Por otra parte, y ya divagando para mi, parece ser que los frutos de muchas plantas están diseñados para ser consumidos por los animales, y que estos al excretarlos diseminen sus semillas colaborando así con su reproducción, esto a mis ojos es un proceso mucho más natural y más acorde con lo que la madre naturaleza había ideado a priori para el mundo.

Es obvio que las plantaciones masivas no son lo ideal, que se deforeste parte de un bosque o incluso todo él no es lo que desearíamos, que se usan pesticidas y que está claro que casi todos defecamos en retretes que dan a alcantarillados que solo ensucian más y más este planeta muy lejos de diseminar nada, pero vamos a ver, ¿es o no es más natural?

Como conclusión. Muy bonita su entrevista, siento no haber podido leer el libro, pero dudo mucho que nadie que haya levantado un poco la vista se haya sentido acorralado por sus argumentos, está claro que no puede haber un impacto cero, como propuesta para ello deberíamos desaparecer y ver qué tal se desenvuelve el mundo, seguro que recupera su lustro, así seguro que impactamos muy positivamente para muchas especies, aunque seguro que otras también se verían negativamente afectadas…. ¿Veis? Ni muriéndonos dejamos a este mundo en paz.

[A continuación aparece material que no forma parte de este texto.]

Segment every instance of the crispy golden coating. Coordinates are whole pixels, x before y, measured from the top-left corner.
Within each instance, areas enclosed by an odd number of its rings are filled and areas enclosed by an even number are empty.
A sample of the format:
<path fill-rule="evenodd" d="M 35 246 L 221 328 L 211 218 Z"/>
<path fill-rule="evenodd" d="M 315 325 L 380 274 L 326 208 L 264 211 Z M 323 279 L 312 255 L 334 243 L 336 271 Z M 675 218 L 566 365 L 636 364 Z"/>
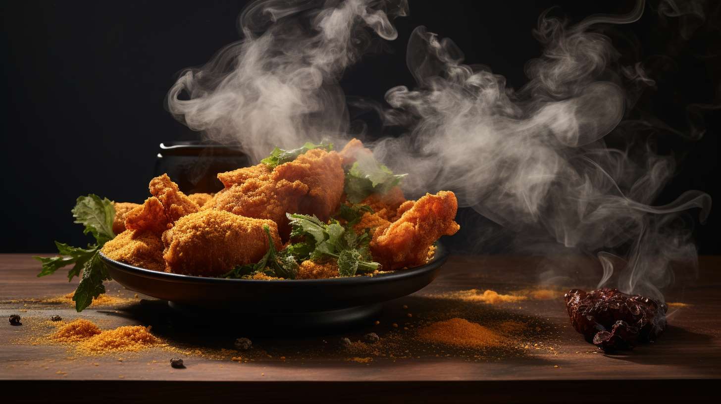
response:
<path fill-rule="evenodd" d="M 102 253 L 111 260 L 153 271 L 164 271 L 163 243 L 155 233 L 125 230 L 102 246 Z"/>
<path fill-rule="evenodd" d="M 314 261 L 303 261 L 298 269 L 296 279 L 324 279 L 340 276 L 338 264 L 333 261 L 317 263 Z"/>
<path fill-rule="evenodd" d="M 125 231 L 125 214 L 140 205 L 132 202 L 113 202 L 112 205 L 115 208 L 115 217 L 112 219 L 112 232 L 120 234 Z"/>
<path fill-rule="evenodd" d="M 125 214 L 125 229 L 160 234 L 178 219 L 199 209 L 167 174 L 151 180 L 149 188 L 153 196 Z"/>
<path fill-rule="evenodd" d="M 211 199 L 213 199 L 213 195 L 214 194 L 212 193 L 191 193 L 187 196 L 187 198 L 190 199 L 190 201 L 193 201 L 193 202 L 197 203 L 198 206 L 202 208 L 203 205 L 208 203 Z"/>
<path fill-rule="evenodd" d="M 271 220 L 208 210 L 181 217 L 163 233 L 163 258 L 176 273 L 218 276 L 238 265 L 257 262 L 267 251 L 267 226 L 276 248 L 280 237 Z"/>
<path fill-rule="evenodd" d="M 431 245 L 441 236 L 453 235 L 460 229 L 454 221 L 457 210 L 454 193 L 427 193 L 398 220 L 376 230 L 371 240 L 373 258 L 384 271 L 425 263 Z"/>
<path fill-rule="evenodd" d="M 392 221 L 398 207 L 404 202 L 406 199 L 403 191 L 399 187 L 393 187 L 386 193 L 371 193 L 360 204 L 368 205 L 379 217 Z"/>
<path fill-rule="evenodd" d="M 268 175 L 234 184 L 217 194 L 203 210 L 218 209 L 255 219 L 267 219 L 278 224 L 283 237 L 290 234 L 286 212 L 298 211 L 308 185 L 300 181 L 275 181 Z M 206 208 L 207 207 L 207 208 Z"/>
<path fill-rule="evenodd" d="M 125 214 L 125 229 L 143 230 L 160 234 L 168 229 L 170 224 L 165 209 L 160 201 L 154 196 L 145 200 Z"/>
<path fill-rule="evenodd" d="M 309 150 L 295 160 L 276 167 L 273 177 L 276 181 L 306 184 L 308 193 L 301 200 L 297 213 L 314 214 L 323 221 L 338 208 L 345 183 L 340 156 L 321 149 Z"/>
<path fill-rule="evenodd" d="M 371 214 L 370 212 L 366 212 L 360 218 L 360 221 L 358 221 L 355 226 L 353 226 L 353 231 L 355 233 L 360 234 L 363 233 L 366 229 L 371 229 L 371 234 L 378 227 L 387 227 L 391 224 L 391 222 L 385 217 L 381 216 L 381 214 L 376 212 Z"/>
<path fill-rule="evenodd" d="M 177 184 L 170 180 L 167 174 L 163 174 L 150 180 L 148 187 L 150 193 L 163 204 L 168 220 L 173 223 L 181 217 L 197 212 L 198 203 L 188 198 L 180 191 Z"/>
<path fill-rule="evenodd" d="M 220 172 L 218 174 L 218 179 L 223 183 L 225 187 L 230 188 L 234 184 L 239 184 L 250 178 L 257 178 L 263 175 L 270 174 L 268 166 L 264 164 L 259 164 L 252 167 L 244 167 L 227 172 Z"/>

Ciertamente, los animalistas más extremistas no solucionan nada gritando a niños ni persiguiendo y acosando a quien no piensa exactamente igual que ellos, aunque supongo que será la impotencia de no poder hacer más, de sentirse algo atados de pies y manos cuando la mayoría de la gente mira hacia otro lado guiada básicamente por la comodidad.

Efectivamente, el verdadero peligro está en la indiferencia.

Ojalá aprendamos a proteger y mantener la tierra, es nuestro único hogar.